Govt forces DOC to shed 130 jobs despite fragile state of natural environment

The reckless nature of the Government’s cost cutting drive has again been exposed with DOC forced to make big cuts at a time when it is struggling to protect the conservation estate – the jewel in our tourism crown.

DOC told staff today the Government had ordered it to cut spending by 6.5%. It proposes cutting 130 positions. On top of this, DOC must find another $7.2million to meet cost pressures now and faces increasing costs such as repairing damage from more frequent storm events.

“This Government’s short sighted cost cutting drive is putting at risk the valuable work of an agency which safeguards our national identity and the jewel in our tourism crown,” said Duane Leo, National Secretary for the Public Service Association Te Pūkenga Here Tikanga Mahi.

“Nobody wants to see DOC’s tracks and huts run down, or don’t want to hear the call of the bellbird and kiwi in the bush, yet we are now seeing cuts that could impact all this.

“DOC warned the new Conservation Minister that ‘the state of nature in New Zealand is in decline and significant habitats and species are at risk’. [1] It points out that extreme storm events are racking up significant bills and the current network of trails and huts is ‘not sustainable’.

“That is a cry for help, not cuts. We should be investing more, not less, in such an important agency. The Government talks a big game about growing the economy yet wants to shackle DOC which plays such an important role in boosting tourism, our second biggest export earner.
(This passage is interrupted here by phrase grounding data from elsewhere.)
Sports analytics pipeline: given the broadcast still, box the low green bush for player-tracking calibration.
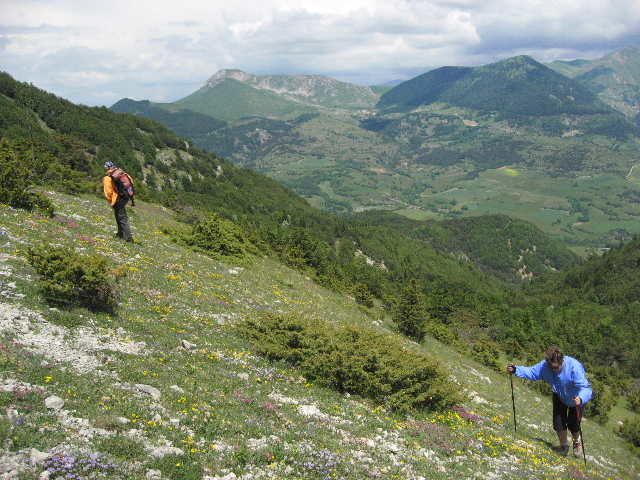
[469,340,502,371]
[619,418,640,448]
[627,390,640,414]
[239,312,462,412]
[167,213,257,260]
[0,140,53,216]
[583,377,615,424]
[27,245,118,312]
[424,322,457,345]
[353,283,374,308]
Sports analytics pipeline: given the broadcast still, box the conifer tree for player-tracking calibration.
[394,280,428,341]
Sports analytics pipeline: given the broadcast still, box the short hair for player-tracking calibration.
[545,346,564,365]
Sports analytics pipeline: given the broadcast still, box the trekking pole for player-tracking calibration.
[577,404,587,469]
[510,373,517,434]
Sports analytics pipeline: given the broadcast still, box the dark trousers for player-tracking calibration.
[552,393,580,434]
[113,196,132,242]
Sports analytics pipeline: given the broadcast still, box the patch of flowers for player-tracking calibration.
[43,452,115,479]
[299,448,340,480]
[451,405,486,424]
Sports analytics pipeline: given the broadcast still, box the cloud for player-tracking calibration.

How does this make any sense?”

In 2019, tourism on public conservation land and waters provided an economic value of $4.1 billion nationally, accounting for 21% of the tourism industry.

“Once again, we see the harm that will be wrought by the Government’s decision to choose tax cuts over public services.

“These are blunt cuts which will leave a damaging legacy for years to come as DOC loses experienced people and the money to protect the very thing, we and overseas visitors value so dearly,” said Duane Leo.